Airbnb Inc.'s co-founder said Thursday, on the eve of the implementation of legislation in Japan regulating the short-term rental of private homes, that he hopes to work with the government to make the rules simpler.
"Over the last several years, our hosts have had to operate in a grey area and now there're clear rules. We think (the new legislation) would actually empower many people to host," Nathan Blecharczyk, co-founder and chief strategy officer of the U.S. home-rental service giant, said in an interview with Kyodo News.
Airbnb previously listed private lodgings including those not registered with local municipalities. But ahead of the law's implementation, Airbnb had to cancel reservations for guests planning to stay at unregistered homes from Friday, when the law comes into effect.
The company said it has paid compensation to those affected. Total costs to deal with the cancellations amounted to 1.1 billion yen ($10 million), Airbnb said.
"We have made sure that we are following all of the rules. We do hope that there would be ongoing dialogue (between the government and home-rental service providers) so as to make sure that we have the simplest set of rules that can still be effective for what the government wants to achieve," he said.
The stricter rules, requiring property owners in Japan to register with local municipalities to rent out vacant homes or rooms to tourists and limiting their rental to 180 days per year, have stirred concerns that home owners may be discouraged from entering the market.
But Blecharczyk seemed to downplay that concern.
"We do expect in the long term that tens of thousands of hosts will become registered."
The legislation is designed to cope with a sharp increase in foreign visitors and shortage of accommodation ahead of the 2020 Tokyo Olympics and Paralympics.
Offering accommodation in private homes has been allowed in Japan, but under the Hotel Business Law a license was necessary. The new law requires keeping a registry of guests, maintaining hygienic conditions, and responding promptly to complaints from neighbors.
Blecharczyk said the Japanese market has "huge potential" ahead of the Olympics, and cited an Airbnb survey which found Japan was the top destination country in the Asia-Pacific region.
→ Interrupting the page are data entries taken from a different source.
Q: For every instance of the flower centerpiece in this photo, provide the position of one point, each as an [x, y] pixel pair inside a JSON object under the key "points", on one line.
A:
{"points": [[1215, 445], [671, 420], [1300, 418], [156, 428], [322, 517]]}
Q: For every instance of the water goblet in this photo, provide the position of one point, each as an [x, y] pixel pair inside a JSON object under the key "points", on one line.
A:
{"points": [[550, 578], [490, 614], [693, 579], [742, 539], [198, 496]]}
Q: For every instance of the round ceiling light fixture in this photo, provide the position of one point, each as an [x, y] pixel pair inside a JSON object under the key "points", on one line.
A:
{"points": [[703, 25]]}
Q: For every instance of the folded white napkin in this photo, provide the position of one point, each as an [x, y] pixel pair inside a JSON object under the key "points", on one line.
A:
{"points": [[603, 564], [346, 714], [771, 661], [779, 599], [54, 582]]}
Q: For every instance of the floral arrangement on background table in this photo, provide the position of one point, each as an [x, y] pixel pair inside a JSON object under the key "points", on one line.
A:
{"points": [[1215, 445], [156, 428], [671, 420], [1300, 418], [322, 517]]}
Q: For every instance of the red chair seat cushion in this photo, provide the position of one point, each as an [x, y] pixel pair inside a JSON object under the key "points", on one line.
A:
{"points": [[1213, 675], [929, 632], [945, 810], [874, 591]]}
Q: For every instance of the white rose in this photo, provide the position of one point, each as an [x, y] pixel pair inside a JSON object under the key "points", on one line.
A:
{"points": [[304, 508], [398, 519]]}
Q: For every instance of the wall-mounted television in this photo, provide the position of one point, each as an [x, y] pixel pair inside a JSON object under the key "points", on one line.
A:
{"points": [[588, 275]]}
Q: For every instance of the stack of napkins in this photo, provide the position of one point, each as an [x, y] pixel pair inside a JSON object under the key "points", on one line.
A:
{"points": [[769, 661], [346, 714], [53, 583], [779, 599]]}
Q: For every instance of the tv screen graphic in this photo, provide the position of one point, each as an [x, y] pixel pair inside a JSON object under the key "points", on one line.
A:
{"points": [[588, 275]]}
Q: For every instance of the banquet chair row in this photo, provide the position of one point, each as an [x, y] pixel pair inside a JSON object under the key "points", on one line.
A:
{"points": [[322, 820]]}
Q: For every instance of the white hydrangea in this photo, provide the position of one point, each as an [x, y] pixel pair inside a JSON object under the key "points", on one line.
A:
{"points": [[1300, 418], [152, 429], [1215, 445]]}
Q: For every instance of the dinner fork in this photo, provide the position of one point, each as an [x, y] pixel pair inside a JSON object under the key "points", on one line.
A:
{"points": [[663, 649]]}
He said 17 percent of foreign visitors to Japan already book their accommodation through Airbnb, and noted that the government has set a goal of boosting the annual number of foreign tourists to 40 million by 2020 when Tokyo hosts the Summer Olympics, from over 28 million in 2017.
"Airbnb can play a big role in 2020," said Blecharczyk, noting that the company was the official accommodation partner for the 2016 Rio Olympics and 85,000 visitors stayed at Airbnb homes during the event.
Airbnb also said Thursday it has teamed up with 36 Japanese companies in various industries, including airline, security and financial companies, to strengthen its services for both hosts and guests. It will also introduce Airbnb Plus -- an upgraded version of the service which offers homes that have been inspected and verified by the company -- in Tokyo, Osaka and Kyoto this year.
Among the partners, Culture Convenience Club Co., the operator of the Tsutaya movie rental and bookshop chain, will start a point rewards program this year for users of Airbnb.